Problems with Time-Travel

One of the issues with time-travel that no work of fiction ever seems to cover, is the problem of epidemiology, virology and germ theory. Like, if someone went back to say, the Bronze age in Mesopotamia, or with the last pandemic we had, anytime even more recently like the 1960's to save JFK or the 1860's to save Lincoln, you'd be exposing a whole population to novel diseases they have no exposure or immunity to.

It's one of the things that takes me out of the element. Like, now I'm reading S.M. Stirling's 'Nantucket' series. I notice a lot of the Native Americans die off prematurely, being exposed to late 20th century diseases, like they would have in the OTL from smallpox, only much earlier. There's even a little anecdote about whole civilizations being wiped out, essentially because of exposure to mumps, which can make you sterile.

So, through the story, I'm like: "Why wouldn't this be global?
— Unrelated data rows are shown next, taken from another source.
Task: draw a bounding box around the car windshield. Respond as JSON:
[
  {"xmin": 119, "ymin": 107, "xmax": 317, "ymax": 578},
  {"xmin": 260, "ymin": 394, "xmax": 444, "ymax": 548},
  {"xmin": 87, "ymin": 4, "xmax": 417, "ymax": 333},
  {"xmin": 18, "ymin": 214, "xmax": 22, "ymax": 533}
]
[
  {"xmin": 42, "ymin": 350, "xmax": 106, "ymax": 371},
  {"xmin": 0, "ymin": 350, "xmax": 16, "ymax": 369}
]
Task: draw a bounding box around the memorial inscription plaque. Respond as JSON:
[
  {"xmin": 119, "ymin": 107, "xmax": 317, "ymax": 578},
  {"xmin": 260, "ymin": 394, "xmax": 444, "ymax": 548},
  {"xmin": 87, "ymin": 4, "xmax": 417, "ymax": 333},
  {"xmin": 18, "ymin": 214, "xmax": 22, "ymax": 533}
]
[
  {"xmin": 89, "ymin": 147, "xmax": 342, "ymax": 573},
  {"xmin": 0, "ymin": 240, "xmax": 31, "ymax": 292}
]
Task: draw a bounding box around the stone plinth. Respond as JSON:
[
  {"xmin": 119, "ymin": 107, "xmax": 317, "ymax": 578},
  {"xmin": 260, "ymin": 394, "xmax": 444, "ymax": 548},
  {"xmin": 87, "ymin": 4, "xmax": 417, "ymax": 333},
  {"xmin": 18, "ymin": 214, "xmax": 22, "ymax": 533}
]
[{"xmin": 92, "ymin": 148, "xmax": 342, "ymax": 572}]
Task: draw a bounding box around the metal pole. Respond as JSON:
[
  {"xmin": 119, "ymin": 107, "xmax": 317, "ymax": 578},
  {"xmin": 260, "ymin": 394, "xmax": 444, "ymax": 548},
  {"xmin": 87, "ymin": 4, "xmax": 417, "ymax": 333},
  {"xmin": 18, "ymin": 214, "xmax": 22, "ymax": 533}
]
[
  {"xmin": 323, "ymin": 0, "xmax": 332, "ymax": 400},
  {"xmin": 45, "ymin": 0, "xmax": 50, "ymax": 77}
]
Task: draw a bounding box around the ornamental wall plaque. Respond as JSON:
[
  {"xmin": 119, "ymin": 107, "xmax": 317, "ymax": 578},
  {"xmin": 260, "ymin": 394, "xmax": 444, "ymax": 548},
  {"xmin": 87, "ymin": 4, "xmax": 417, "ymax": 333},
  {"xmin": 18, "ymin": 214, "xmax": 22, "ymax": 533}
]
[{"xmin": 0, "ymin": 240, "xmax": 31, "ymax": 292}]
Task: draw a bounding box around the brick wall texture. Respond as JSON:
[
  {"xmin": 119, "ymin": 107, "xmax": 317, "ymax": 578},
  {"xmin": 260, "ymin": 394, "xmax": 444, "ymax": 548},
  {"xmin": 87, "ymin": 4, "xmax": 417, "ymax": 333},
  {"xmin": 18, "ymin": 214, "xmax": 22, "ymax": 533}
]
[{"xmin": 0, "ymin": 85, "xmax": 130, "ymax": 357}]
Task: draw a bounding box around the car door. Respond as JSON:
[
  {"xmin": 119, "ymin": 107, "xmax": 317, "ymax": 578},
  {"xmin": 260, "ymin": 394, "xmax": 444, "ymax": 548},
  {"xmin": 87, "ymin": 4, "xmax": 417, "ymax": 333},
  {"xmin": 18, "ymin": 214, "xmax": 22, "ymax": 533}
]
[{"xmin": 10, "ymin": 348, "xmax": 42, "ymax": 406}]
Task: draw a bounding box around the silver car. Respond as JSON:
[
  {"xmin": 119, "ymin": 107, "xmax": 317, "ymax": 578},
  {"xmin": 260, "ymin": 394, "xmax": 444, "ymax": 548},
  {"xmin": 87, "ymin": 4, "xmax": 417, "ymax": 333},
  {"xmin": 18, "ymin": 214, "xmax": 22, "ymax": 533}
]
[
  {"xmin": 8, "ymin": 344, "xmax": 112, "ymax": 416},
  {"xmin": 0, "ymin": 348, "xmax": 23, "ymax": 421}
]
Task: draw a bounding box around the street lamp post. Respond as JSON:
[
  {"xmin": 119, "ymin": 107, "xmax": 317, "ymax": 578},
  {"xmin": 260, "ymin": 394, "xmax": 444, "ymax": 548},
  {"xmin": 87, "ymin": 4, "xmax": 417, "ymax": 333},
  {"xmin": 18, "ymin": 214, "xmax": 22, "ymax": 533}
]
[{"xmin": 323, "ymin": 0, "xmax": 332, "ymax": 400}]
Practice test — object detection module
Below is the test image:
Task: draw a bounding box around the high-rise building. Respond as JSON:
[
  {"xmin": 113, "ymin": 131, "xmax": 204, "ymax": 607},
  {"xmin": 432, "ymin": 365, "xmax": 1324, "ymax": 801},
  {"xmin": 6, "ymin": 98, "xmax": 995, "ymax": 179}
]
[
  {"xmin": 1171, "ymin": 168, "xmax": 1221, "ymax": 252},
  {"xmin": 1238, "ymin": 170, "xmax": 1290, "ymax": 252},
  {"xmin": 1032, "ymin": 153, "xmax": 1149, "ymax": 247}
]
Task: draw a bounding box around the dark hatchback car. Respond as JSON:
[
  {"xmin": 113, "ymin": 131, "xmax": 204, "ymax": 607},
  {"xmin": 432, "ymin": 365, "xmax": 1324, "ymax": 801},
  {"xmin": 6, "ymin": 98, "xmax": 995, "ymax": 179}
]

Why wouldn't this happen with every population they encounter?" Of course, the writer has to take liberties of ignoring information in order to have a story. But realistically, disregarding the issues with physics and spacetime, if you could even go to the past, you would introduce an entirely new microscopic biome to what we are accustomed to, so it might be like an extinction-level event if it were even possible to practically do.

That's one of my biggest beefs with the feasibility of time-travel that I notice is overlooked.